Transwestern Brings Houston Industrial Park Online

More than 850,000 square feet of logistics space entered the market.

Transwestern Development Co. has delivered East Belt Logistics Park, a two-building industrial campus encompassing 858,600 square feet in Houston. Rosenberger Construction served as the general contractor, breaking ground in 2024.

The infill park is at 12320-12330 Lockwood Road, about 17 miles northeast of downtown Houston. Interstate 69 is roughly 9 miles away, while the George Bush International Airport and the Port of Houston operate within 14 miles.

“The project sits equidistant between IAH and the Port of Houston,” Transwestern Executive Managing Director Brian Gammill told Commercial Property Executive. “Tenants that will benefit from this location include consumer goods companies, third-party logistics providers and light manufacturing users based on the strong nearby labor pool.”


READ ALSO: Is 2026 the Year for a Steadier Ride?


Featuring cross-dock layouts, the two warehouses span 591,560 and 267,040 square feet, respectively. The larger facility has a clear height of 40 feet, while the smaller building’s vertical clearance reaches 36 feet.

Transwestern’s development arm has delivered properties across multiple sectors, including industrial, office, mixed-use, life science, health care and multifamily. Since 2012, the valuation of its projects across all stages of development has exceeded $9 billion.

Just last month, the company’s development and investment branches teamed up for another industrial project, located in Savannah, Ga. This campus will comprise two facilities totaling 528,560 square feet.

Houston’s vacancy tight despite strong development

Houston’s industrial deliveries clocked in at more than 19 million square feet in 2025, according to Yardi Matrix data. Going against national trends, which align with an easing of completions, the market’s new stock increased by a substantial 48.8 percent year-over-year.

Developers broke ground on 23.2 million square feet in the metro last year and by December, the pipeline comprised 19.4 million square feet, according to a Yardi Matrix report. Just Phoenix (19.9 million square feet) and Dallas-Fort Worth (30.1 million square feet) ranked higher for under-construction space.

Even with such a strong construction activity, Houston’s vacancy rate was tight, clocking in at 6.1 percent, 310 basis points below the national average, the same report shows. In fact, the metro had the lowest vacancy across the entire South region, followed by Nashville (6.6 percent) and Atlanta (8.1 percent).

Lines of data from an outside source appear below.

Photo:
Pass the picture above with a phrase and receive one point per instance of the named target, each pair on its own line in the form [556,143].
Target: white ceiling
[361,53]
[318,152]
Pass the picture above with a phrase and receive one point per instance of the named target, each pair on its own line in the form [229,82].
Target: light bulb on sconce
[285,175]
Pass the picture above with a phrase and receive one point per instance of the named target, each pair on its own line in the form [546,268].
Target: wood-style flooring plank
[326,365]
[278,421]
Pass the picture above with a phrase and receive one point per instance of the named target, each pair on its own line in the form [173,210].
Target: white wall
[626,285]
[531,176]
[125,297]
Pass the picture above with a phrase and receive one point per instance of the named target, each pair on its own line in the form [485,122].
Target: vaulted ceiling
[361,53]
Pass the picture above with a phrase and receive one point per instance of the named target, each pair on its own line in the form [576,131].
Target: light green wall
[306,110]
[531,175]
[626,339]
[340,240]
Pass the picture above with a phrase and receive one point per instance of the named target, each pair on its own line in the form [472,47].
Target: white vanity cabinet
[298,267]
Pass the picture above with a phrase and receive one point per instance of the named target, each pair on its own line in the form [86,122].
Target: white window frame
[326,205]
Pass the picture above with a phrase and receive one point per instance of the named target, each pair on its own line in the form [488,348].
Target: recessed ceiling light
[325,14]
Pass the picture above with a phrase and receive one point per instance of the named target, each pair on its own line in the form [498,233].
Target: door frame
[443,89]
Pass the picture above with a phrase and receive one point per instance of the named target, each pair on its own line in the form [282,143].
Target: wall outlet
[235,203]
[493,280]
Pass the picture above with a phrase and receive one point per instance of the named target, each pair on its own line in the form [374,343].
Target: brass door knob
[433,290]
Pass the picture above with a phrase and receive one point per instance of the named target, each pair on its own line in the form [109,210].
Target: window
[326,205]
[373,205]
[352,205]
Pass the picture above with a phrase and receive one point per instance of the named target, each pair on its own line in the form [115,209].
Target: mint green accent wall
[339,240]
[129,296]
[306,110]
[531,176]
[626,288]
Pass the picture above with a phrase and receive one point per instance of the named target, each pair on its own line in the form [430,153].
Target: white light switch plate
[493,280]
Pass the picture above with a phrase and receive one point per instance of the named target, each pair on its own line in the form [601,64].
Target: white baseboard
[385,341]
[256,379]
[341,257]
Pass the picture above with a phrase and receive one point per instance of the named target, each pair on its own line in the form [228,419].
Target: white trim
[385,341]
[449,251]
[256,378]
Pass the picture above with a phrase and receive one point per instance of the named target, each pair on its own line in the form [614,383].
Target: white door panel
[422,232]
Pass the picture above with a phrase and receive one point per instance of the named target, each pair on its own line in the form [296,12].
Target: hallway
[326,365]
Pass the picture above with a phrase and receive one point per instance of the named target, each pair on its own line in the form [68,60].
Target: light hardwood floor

“Houston’s industrial demand is being fueled by large logistics and manufacturing users who continue to scale, supported by strong infrastructure and a deep labor pool,” Robert Kramp, senior vice president of research & investment analytics at Transwestern, told CPE.

“With construction up 25 percent and demand holding near 15.5 million square feet annually, the market is positioned to absorb new supply. We expect 2026 to bring steady, above-trend activity as energy adjacent industries and advanced manufacturing continue expanding,” he continued.